Vamos por partes. Una caja CVT (Transmisión Continuamente Variable) ofrece, entre otras cosas, un mejor consumo de combustible y un manejo más suave, sin olvidad que es más barata de fabricar que una caja automática más compleja y es mucho más compacta.
A grandes rasgos, se trata de una transmisión automática que no tiene engranajes ni discos, sino que consta de dos poleas, una con un diámetro mayor que otra, entre las cuales interactúa una cadena, similar a una banda, así como un convertido de par o turbina y un cuerpo de válvulas.
Al funcionar, las poleas giran y tensan la banda o cadena, creando un espectro de velocidades en función de la interacción de dicha banda con las poleas. Por otro lado, la turbina usa la presión hidráulica para convertirla en fuerza mecánica y el cuerpo de válvulas controla el flujo de aceite y los cambios.
Y aquí viene un punto importante: la temperatura de trabajo de la caja CVT es mayor que la de una transmisión convencional. Es una caja que ofrece desplazamiento y no potencia por lo que, debido a la fricción de las poleas contra la banda o cadena, el calentamiento ocurre, por ejemplo, en tramos cortos, con exceso de frenadas, en intenso tránsito o en subidas pronunciadas.
De hecho, la caja CVT es un tipo de transmisión pensada para un uso en condiciones de optimas de manejo, tramos largos, sin interrupciones, carreteras planas, etcétera. Si bien este tipo de cajas trabajan a mayores temperaturas, debido a la naturaleza de su funcionamiento, lo cierto es que tampoco es normal que superen cierta temperatura.
En ese sentido, si combinamos escenarios de manejo complejos, como ascensos fuertes, con otros factores como una falta de mantenimiento, el hecho de no utilizar los lubricantes que indica el fabricante y la cantidad que lleva, e inclusive que el radiador o enfriador de la transmisión esté sucio o dañado, entonces tendremos la fórmula perfecta para generar un sobrecalentamiento del componente.

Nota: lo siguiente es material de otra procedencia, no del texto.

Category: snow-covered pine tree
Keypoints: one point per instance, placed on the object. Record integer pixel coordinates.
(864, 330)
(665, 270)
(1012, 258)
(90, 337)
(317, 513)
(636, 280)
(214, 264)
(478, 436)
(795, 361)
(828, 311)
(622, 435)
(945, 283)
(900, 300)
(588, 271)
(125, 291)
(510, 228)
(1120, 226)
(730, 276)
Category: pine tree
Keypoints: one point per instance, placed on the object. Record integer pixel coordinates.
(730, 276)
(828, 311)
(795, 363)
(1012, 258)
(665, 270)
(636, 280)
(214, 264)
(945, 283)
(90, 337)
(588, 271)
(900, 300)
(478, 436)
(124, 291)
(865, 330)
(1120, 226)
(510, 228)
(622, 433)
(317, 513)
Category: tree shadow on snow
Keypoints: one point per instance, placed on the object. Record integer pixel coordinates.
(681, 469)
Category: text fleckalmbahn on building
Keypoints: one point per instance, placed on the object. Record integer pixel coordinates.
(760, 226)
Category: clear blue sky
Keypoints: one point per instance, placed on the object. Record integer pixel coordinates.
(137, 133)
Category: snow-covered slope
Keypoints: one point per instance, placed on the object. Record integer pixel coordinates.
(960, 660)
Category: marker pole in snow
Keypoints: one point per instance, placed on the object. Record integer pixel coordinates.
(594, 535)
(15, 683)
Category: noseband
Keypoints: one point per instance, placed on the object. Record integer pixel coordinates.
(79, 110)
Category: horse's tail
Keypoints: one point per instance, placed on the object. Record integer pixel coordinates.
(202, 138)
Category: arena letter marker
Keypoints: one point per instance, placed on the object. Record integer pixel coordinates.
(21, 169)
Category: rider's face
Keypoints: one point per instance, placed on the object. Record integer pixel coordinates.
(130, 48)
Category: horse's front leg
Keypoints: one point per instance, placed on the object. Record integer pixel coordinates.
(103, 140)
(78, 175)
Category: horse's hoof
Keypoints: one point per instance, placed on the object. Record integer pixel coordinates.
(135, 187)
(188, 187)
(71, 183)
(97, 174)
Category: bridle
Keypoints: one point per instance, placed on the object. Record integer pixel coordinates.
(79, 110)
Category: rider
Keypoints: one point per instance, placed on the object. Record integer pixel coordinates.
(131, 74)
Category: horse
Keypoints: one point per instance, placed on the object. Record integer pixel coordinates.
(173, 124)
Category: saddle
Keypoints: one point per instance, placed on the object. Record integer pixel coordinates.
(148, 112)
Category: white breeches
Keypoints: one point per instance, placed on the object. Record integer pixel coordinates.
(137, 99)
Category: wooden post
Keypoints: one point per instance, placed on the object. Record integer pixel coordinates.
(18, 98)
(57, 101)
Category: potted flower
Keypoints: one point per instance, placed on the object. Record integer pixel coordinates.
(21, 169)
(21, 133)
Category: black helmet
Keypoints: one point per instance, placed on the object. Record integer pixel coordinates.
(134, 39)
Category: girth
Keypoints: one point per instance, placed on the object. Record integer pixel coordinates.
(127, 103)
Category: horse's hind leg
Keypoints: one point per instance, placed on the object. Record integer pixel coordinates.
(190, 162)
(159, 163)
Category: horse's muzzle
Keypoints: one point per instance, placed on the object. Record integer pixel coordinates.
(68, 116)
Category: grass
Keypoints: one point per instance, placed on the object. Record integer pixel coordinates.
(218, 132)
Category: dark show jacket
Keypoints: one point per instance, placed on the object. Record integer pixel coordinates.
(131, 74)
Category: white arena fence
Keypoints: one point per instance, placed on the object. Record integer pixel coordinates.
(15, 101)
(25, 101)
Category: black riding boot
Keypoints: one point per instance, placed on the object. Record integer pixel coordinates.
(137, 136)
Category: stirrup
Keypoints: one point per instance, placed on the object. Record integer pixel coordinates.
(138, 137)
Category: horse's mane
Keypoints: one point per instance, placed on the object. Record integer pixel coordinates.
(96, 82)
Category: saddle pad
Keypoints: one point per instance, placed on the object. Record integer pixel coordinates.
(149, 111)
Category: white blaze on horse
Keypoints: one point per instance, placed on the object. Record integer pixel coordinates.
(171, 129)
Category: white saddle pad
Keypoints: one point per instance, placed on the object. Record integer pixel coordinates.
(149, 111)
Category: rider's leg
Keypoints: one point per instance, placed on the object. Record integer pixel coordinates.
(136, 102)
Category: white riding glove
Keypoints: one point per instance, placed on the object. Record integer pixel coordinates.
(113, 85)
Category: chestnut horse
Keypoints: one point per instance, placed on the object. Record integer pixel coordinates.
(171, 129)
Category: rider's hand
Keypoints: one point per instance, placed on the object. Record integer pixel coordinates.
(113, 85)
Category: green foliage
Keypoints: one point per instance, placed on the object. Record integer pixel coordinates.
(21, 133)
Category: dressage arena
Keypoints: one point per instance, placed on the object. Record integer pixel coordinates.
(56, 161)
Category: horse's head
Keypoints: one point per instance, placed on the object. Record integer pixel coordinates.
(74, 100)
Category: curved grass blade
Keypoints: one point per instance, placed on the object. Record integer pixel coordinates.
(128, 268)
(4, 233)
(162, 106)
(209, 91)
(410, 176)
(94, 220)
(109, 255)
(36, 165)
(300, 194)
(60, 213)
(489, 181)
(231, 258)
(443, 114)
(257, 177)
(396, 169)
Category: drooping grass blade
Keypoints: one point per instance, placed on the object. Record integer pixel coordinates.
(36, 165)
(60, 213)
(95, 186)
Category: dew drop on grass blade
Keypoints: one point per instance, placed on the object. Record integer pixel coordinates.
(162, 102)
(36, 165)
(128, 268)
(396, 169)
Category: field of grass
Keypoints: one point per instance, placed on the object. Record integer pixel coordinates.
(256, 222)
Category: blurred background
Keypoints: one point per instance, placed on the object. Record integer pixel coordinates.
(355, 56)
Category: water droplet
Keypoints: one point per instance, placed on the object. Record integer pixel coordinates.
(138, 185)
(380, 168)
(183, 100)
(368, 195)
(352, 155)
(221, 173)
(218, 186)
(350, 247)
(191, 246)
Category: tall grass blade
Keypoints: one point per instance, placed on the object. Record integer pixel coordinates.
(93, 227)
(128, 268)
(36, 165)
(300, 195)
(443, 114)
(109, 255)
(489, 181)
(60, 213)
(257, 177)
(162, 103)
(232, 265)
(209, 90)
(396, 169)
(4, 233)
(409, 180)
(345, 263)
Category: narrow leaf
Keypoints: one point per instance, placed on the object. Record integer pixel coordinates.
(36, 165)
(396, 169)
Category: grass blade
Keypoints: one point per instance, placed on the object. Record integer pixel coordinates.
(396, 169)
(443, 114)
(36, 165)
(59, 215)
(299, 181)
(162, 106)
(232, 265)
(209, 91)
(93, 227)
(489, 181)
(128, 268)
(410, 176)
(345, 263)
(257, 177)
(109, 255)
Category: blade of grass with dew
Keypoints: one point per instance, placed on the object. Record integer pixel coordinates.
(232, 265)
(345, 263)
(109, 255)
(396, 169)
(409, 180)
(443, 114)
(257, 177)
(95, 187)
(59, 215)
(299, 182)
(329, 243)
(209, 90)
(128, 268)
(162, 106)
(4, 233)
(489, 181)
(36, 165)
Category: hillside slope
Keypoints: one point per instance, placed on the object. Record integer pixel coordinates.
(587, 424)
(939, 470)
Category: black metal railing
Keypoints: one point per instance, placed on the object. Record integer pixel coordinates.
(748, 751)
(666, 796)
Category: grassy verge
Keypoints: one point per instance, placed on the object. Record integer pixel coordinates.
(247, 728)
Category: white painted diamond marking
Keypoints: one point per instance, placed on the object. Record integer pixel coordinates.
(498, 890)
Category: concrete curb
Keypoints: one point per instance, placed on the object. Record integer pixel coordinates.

Si vas manejando, tanto en ciudad como en carretera y detectas pérdida de potencia, es decir, que el auto se sienta pesado al iniciar la marcha, así como un fuerte olor a quemado, y tirones o ruidos inusuales, entonces la transmisión está experimentando un episodio de sobrecalentamiento; de hecho, en algunos modelos, la computadora del auto bloquea la transmisión o activa un modo de seguridad, limitando la velocidad máxima para evitar daños internos.
En caso de que te enfrentes a un escenario así, lo que debes hacer es estacionar el vehículo de manera inmediata, pero en un lugar seguro y apagar el motor, para dejar que la transmisión se enfríe. Si la transmisión de tu coche cuenta con una bayoneta, similar a la que tiene el motor para checar el nivel se lubricante, revisa el nivel y el color del líquido. Un color café oscuro o negro y un olor a quemado son señales de alerta.
Si el nivel es bajo, rellena con más lubricante de transmisión CVT. Si vuelves a ponerte en movimiento y la caja se vuelve a calentar, evita seguir forzando el componente ya que, de lo contrario, puedes causar daños irreversibles en la banda y las poleas metálicas, requiriendo un cambio total de la transmisión, algo que no es precisamente barato. Un ejemplo más de que la cultura de la prevención podría evitarte pasar un trago amargo.